NXG VALUED AT GOLD PRICE OF $90
posted on
Feb 18, 2008 09:13AM
Resource Investor ArticlePrecious Metals Stocks Remain Bargain Priced
Gold miners have woefully underperformed the precious metals in the past year, as evidenced by the unbelievable high level of the Gold/XAU Ratio, a popular relative valuation metric. This is even doubly true for the junior miners, whose performance has been relatively weak compared to that of the senior golds (such as Barrick [NYSE:ABX; TSX:ABX], Agnico Eagle [NYSE:AEM; TSX:AEM] and Kinross [NYSE:KGC; TSX:K]) that dominate the XAU index. As the ongoing problems continue to emerge in various sectors of our financially-dominated economy, the precious metals sector will continue to prove its status as the ultimate safe haven.
While the relatively high price of gold has led to cautious trading in the gold miners, investors who buy into some of the value-priced juniors at this stage will be snapping up the type of bargains not seen since the mini meltdown of May 2005.
Several are our favourite stocks with terrific asset bases are priced to move, including Aurizon Mines [AMEX:AZK; TSX:ARZ], which has a solid set of producing properties in a friendly Canadian jurisdiction (read RI’s previous coverage).

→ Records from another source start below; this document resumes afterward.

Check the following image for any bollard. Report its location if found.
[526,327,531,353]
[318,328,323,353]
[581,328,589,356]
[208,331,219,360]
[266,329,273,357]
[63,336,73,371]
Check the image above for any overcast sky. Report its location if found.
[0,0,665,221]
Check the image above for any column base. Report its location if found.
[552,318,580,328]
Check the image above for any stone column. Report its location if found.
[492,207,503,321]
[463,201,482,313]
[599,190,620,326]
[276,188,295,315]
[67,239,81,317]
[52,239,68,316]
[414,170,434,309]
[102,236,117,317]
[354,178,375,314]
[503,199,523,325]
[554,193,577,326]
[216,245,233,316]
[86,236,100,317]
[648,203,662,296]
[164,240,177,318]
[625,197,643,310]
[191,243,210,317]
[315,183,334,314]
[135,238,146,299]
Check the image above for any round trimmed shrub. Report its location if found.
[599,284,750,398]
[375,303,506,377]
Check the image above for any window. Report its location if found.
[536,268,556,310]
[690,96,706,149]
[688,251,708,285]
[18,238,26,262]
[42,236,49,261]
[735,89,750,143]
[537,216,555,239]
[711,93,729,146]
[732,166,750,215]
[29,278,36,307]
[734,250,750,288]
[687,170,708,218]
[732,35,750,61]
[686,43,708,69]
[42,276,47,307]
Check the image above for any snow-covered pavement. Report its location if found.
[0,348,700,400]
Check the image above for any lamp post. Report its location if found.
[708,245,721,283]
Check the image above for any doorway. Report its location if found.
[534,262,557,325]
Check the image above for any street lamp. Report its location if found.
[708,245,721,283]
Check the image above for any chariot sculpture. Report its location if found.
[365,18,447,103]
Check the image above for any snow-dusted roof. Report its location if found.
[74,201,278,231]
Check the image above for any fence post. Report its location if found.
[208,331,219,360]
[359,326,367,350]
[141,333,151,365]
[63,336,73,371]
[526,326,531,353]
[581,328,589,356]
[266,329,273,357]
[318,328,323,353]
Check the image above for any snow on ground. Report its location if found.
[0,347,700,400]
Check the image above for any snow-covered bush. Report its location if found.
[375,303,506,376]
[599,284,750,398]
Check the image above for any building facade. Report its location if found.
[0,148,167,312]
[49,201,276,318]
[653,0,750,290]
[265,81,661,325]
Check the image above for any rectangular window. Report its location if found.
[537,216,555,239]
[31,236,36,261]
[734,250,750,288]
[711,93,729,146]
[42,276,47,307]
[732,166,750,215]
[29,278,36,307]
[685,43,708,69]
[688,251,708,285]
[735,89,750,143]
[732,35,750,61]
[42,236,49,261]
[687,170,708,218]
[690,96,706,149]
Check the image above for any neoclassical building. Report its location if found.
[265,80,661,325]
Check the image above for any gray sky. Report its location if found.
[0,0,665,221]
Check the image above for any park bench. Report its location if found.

Northgate Minerals [AMEX:NXG; TSX:NGX] is another that presents a compelling bargain under $3. After years of being a deadweight with a copper multiple, Northgate’s astute management team has made a solid (and bargain priced) acquisition of Perseverance Corp’s gold projects in Australia and continues to show positive results at its developing Young-Davidson property. The new Northgate will be heavily leveraged to gold, and still has potential option value upside if the boondoggle known as Kemess North ever develops into something tangible.
For the first time in a long time, analysts are actually starting to rate Northgate a ‘buy’ – and while we take those ratings with a grain of salt, it does show that sentiment is turning around on the stock. Northgate currently has an insanely low all-in per ounce in-situ multiple for a producing miner – at last glance it was being valued at something in the neighbourhood of $90/ounce.